The report further stressed that large quantities of various food items valued at over P772 thousand from different depots were damaged by rodents, and written off.Included in the write off were 13 538 (340ml) cartons of milk valued at P75 745. In this connection, the Auditor General says it is important that the warehouses be maintained to a standard where they would not be infested by rodents and other pests.

Still in the Northern region, the report noted that there is an outstanding matter relating to the supply of stewed steak (283×3.1kg cans) to the Maun depot which was allegedly defective. The steak had been supplied by Botswana Meat Commission to the depot in November 2016.

In March 2017 part of the consignment was reported to the supplier as defective, and was to be replaced. Even as there was no agreement reached between the parties regarding replacement, in 51 October 2018 the items in question were disposed of by destruction. This disposal represented a loss as the whole consignment had been paid for, according to the report.

“In my view, the loss resulted directly from failure by the depot managers to deal with the matter immediately upon receipt of the consignment and detection of the defects. Audit inspections during visits to Selibe Phikwe, Maun, Shakawe, Ghanzi and Francistown depots had raised a number of observations on points of detail related to the maintenance of records, reconciliations of stocks and related matters, which I drew to the attention of the Accounting Officer for comments,” Letebele said in her report.

In the Southern region, a scrutiny of the records for the control of stocks of food items in the Southern Region had indicated intermittent shortages of the various items, principally Tsabana, Malutu, Sunflower Oil and Milk which was mainly due to absence of subsisting contracts for the supply of these items.

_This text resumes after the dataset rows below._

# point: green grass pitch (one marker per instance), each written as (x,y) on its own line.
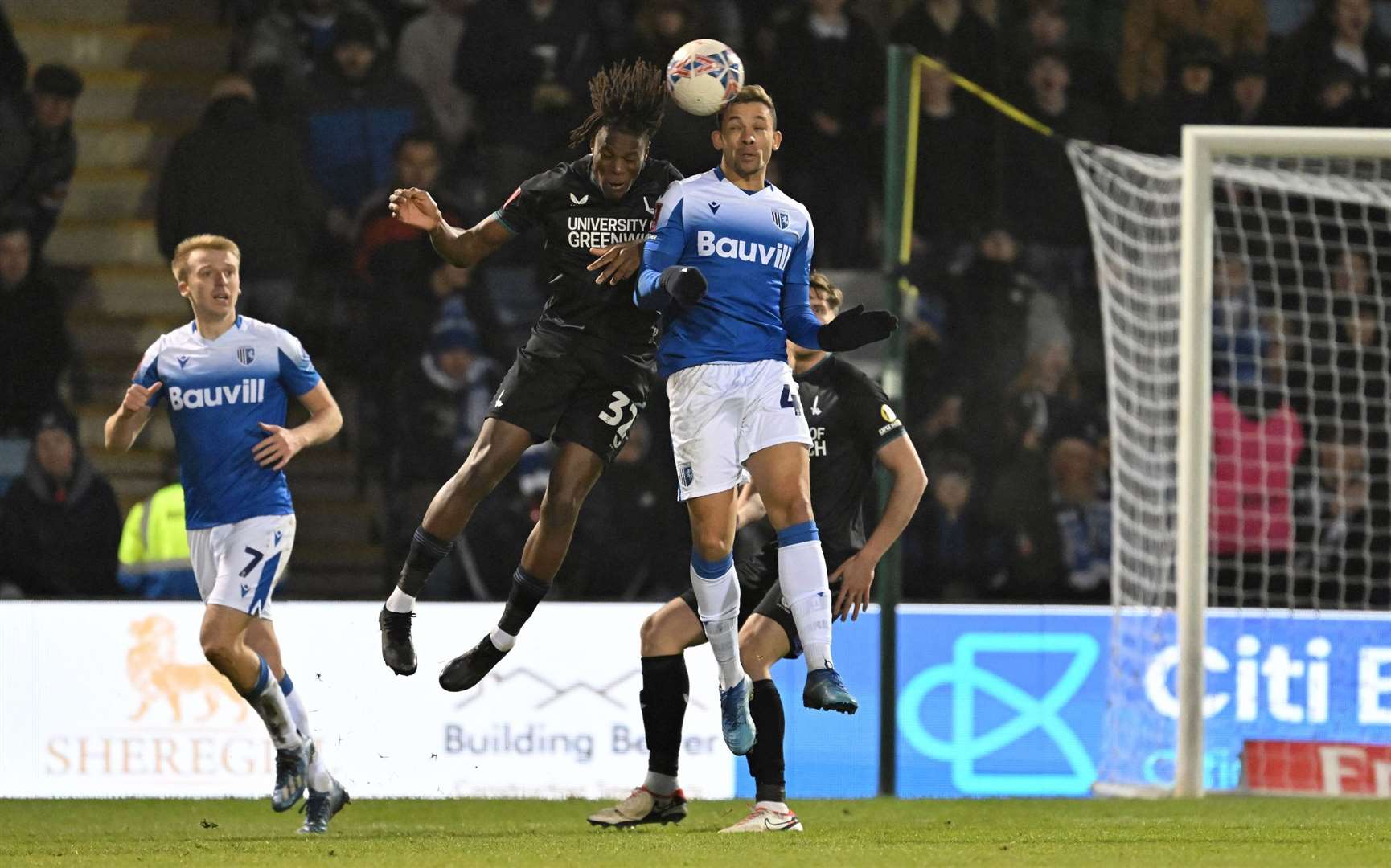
(1217,831)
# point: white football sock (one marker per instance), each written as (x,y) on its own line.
(716,601)
(661,785)
(401,601)
(802,575)
(318,772)
(268,700)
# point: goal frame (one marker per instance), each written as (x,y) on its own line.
(1200,145)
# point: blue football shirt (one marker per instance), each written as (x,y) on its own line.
(754,251)
(217,392)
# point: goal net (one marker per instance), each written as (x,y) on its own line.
(1287,362)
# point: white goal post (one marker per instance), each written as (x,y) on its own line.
(1154,235)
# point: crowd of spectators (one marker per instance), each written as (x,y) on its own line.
(327,104)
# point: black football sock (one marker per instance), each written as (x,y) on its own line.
(525,596)
(665,690)
(426,551)
(765,761)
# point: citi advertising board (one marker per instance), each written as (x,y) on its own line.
(116,700)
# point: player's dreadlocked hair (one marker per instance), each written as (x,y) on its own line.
(628,98)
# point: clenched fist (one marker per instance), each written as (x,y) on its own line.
(413,207)
(138,398)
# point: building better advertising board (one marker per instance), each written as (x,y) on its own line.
(114,698)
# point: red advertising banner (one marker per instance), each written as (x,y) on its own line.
(1318,768)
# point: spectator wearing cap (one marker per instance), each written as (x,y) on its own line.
(1191,98)
(240,175)
(59,523)
(999,313)
(387,251)
(1048,28)
(1052,508)
(288,43)
(1340,99)
(950,552)
(527,66)
(1339,49)
(1154,27)
(356,112)
(832,129)
(35,348)
(1248,89)
(1238,329)
(38,150)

“The contract for the supply of Tsabana to all depots expired in September 2018 and was not replaced by a substantive contract. The supplier contracts for these stocks should be so managed that the expiry of one contract is immediately followed by the commencement of the next.”

Suppliers who had been contracted to supply foodstuffs had failed to do so and no timely action had been taken to redress the situation to ensure continuity of supply of the food items, the report noted.

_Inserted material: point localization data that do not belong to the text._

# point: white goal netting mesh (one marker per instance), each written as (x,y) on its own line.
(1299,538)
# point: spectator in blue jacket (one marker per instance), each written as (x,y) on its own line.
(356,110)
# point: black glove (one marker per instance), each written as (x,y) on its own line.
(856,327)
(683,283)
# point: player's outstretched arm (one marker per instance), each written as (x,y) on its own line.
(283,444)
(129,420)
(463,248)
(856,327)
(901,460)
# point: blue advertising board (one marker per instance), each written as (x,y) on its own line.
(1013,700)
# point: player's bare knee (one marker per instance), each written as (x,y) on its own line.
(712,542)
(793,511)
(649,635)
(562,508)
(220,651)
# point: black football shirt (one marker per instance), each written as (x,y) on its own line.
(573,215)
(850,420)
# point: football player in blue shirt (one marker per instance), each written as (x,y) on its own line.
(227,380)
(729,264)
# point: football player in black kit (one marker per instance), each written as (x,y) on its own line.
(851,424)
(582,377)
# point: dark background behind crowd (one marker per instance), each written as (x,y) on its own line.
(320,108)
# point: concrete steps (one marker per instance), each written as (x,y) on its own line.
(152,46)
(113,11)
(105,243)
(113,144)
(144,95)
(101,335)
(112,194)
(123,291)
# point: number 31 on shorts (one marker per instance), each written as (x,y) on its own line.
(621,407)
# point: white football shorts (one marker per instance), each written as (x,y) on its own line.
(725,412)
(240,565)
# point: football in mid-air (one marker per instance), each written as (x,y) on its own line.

In one case, the report highlighted that the supplier was to manufacture and supply 1 136 metric tonnes of Malutu for a 4-months period from March 2019 to June 2019, but had been unable to honour the obligation. The situation was relieved by inter-depot transfers, at additional cost in transportation and subsistence expenses.

In another case, the contract was for the supply of Sunflower Oil to Mabutsane, where the supplier had also failed to deliver. Examination of the Molepolole depot Food Issues Register had indicated a number of instances where food items consigned to the various feeding centres had been returned for a variety of reasons, including food item available; no storage space; and in other cases the whole consignments were returned, and reasons not stated.

This is an indication of lack of proper management and monitoring of the affairs of the depot, which could result in losses from frequent movements of the food items concerned.The maintenance of accounting records in the region, typically in Letlhakeng, Tsabong, and Mabutsane was less than satisfactory, according to Auditor General’s report.

In these depots a number of instances had been noted where receipts and issues had not been recorded over long periods, resulting in incorrect balances reflected in the accounting records. This is a serious weakness which could lead to or result in losses without trace or detection, and is a contravention of Supplies Regulations and Procedures, Letebele said.

Similarly, consignments of a total of 892 bags of Malutu and 3 bags of beans from Tsabong depot to different feeding centres had not been received in those centres, and are considered lost. These are also not reflected in the Statement of Losses in the Annual Statements of Accounts for the same periods.